Figure 3. Characterization of CMC-DA hydrogel. (A) SEM morphology of the 4% hydrogels (Scale bar: 20 μm) and (B) statistical results of hydrogel pore size. (C) Swelling property of hydrogels in different buffer with pH of 7, 6 and 5 respectively. (D) Hydrogels in different buffer with pH of 8, 7 and 6 in 3 days, and the (E) representative images, the pH is 8, 7 and 6 from left to right, rhodamine B staining was applied to the hydrogel to enhance contrast. Stress–strain curves of 5% (F) and 4% (G) hydrogels in pH of 8, 7 and 6. (H) The Young’s modulus of 5% and 4% hydrogels in pH of 8, 7 and 6. Strain sweep of (I) 5% and (J) 4% hydrogels under an angular frequency of 1 Hz, the crossover of storage modulus (G’) and loss modulus (G”) indicates the breakage strain. Frequency-sweep curves of the (K) 5% and (L) 4% hydrogels at a fixing strain of 3%. (M) Evolution of 4% hydrogel viscosity with shear rate. (N) The injectability and the appearance of the 4% hydrogel.
Through early research of click chemistry based on activated alkynes and amines, it was found that an amino groups containing long-chain polymer can spontaneously react with ester-actived alkyne-modified linkers to form a cross-linked network structure. [40.41]When water molecules are tightly interlocked within the cross-linked network structure, the hydrogel can be formed. Commercially accessible and water-soluble CMC contains abundant amino groups, as well as good bacteriostatic, coagulative, biocompatible and biodegradable characteristics.[42] In this work, we prepared and characterized a di-actived alkyne modified PEG-4000 cross-linking agent (PEG-DA) (Figure S11), which was utilized for a catalytic free hydrogel (CMC-DA) preparation with CMC at room temperature.
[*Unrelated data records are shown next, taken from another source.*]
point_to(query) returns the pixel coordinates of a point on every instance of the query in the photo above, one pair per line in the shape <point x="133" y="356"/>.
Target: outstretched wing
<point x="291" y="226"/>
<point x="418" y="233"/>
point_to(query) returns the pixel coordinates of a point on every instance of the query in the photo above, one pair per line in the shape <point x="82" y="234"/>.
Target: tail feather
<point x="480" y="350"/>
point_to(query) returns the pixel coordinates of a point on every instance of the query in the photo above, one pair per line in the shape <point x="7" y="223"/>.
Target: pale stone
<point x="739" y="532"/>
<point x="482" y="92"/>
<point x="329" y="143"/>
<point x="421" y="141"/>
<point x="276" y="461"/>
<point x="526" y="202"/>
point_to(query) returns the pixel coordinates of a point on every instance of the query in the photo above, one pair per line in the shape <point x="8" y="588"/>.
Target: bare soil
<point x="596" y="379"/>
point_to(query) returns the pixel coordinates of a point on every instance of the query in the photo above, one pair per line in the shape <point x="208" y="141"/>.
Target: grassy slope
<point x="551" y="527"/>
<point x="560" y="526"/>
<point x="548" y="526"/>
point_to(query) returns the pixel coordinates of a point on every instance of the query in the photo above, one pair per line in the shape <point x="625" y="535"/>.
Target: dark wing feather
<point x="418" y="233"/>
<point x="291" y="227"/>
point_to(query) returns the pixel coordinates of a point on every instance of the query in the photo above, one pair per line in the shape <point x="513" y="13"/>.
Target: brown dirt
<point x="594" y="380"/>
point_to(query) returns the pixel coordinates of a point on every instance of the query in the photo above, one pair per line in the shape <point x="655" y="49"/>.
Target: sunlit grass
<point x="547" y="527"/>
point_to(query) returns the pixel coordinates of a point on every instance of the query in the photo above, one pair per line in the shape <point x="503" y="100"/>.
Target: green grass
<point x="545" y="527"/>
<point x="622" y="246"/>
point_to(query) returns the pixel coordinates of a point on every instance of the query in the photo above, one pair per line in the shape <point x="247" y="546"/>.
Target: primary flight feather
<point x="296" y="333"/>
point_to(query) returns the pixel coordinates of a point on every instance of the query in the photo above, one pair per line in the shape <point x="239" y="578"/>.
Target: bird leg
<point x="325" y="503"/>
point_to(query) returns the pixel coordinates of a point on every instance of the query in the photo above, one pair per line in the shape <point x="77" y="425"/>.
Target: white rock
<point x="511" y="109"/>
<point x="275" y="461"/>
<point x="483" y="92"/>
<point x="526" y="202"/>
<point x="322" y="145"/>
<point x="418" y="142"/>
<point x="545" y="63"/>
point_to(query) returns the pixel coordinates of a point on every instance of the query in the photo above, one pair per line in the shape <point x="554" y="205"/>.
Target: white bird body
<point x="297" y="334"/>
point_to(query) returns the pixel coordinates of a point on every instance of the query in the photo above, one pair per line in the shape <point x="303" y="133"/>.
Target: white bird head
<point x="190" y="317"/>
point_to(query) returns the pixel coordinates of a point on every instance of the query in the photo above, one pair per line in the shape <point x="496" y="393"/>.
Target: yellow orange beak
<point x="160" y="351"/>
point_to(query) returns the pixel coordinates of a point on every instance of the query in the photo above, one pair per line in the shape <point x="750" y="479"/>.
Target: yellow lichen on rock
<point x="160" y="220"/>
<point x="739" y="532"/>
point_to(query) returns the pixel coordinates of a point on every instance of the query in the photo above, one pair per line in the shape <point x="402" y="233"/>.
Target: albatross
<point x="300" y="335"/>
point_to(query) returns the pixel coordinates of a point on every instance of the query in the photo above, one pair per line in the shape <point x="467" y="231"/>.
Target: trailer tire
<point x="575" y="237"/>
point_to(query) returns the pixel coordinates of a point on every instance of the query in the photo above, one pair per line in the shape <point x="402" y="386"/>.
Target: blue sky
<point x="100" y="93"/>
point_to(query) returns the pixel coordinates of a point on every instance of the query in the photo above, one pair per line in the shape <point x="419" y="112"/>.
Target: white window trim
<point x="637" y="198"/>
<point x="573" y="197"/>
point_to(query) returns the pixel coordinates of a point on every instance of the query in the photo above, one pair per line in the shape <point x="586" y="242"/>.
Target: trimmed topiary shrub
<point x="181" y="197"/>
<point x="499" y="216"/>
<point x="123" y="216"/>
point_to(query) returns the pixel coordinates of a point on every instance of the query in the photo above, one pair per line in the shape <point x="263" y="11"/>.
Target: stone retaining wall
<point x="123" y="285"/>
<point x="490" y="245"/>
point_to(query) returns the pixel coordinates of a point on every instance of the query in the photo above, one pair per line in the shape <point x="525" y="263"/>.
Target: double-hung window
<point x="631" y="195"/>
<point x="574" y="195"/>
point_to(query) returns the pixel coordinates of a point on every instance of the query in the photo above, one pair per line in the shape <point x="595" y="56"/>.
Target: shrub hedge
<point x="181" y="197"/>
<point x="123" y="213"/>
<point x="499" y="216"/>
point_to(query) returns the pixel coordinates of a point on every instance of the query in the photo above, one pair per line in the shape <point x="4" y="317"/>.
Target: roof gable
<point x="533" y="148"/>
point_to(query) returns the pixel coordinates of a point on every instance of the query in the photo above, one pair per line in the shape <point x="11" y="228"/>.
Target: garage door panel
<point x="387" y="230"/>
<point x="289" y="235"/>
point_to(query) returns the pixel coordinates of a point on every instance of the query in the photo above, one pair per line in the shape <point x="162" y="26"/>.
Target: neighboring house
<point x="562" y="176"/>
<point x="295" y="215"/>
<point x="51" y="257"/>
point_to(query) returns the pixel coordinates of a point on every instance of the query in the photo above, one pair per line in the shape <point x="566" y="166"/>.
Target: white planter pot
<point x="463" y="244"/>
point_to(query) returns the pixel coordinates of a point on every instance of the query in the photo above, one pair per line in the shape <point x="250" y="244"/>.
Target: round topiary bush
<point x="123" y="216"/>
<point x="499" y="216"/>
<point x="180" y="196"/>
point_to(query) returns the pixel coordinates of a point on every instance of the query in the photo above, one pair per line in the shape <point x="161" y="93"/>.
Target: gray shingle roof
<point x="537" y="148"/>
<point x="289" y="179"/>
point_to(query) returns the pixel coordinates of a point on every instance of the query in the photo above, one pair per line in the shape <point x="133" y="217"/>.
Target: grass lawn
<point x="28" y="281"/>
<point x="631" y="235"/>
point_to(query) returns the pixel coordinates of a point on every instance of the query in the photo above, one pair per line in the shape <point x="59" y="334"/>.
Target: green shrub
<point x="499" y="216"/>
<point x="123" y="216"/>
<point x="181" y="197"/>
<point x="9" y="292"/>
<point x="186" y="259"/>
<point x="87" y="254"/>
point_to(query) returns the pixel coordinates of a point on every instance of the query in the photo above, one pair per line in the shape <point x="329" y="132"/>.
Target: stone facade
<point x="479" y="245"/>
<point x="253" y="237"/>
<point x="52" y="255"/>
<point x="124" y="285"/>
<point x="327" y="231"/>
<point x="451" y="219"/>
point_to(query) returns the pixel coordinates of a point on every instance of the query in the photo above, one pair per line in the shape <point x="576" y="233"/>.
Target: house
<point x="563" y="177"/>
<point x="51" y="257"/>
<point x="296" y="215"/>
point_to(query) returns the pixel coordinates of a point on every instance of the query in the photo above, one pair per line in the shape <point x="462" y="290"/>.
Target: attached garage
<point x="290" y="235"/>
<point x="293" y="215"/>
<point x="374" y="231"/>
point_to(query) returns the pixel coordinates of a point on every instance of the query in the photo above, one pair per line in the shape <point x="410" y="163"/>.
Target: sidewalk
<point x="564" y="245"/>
The micromorphology of the CMC-DA hydrogel was observed by scanning electron microscope (SEM) (Figure 3A). The hydrogel exhibits a uniform pore size distribution, as shown in Figure 3B, with an average diameter of approximately 4.0 μm. The high porosity percentage and interconnected pores of hydrogel provide sufficient space for loading nanovesicles and facilitate nutrient transport. The successful preparation of the hydrogel can also be confirmed by the Fourier transform infrared (FT-IR) spectrum (Figure S12). According to the test with a concentration of 1.5%~5% and a ratio of activated alkyne and amine groups at 1:1 (Table S1), gelation can proceed smoothly when the concentration exceeds 3%. The increase in concentration promoted the speed of gelation and mechanical strength.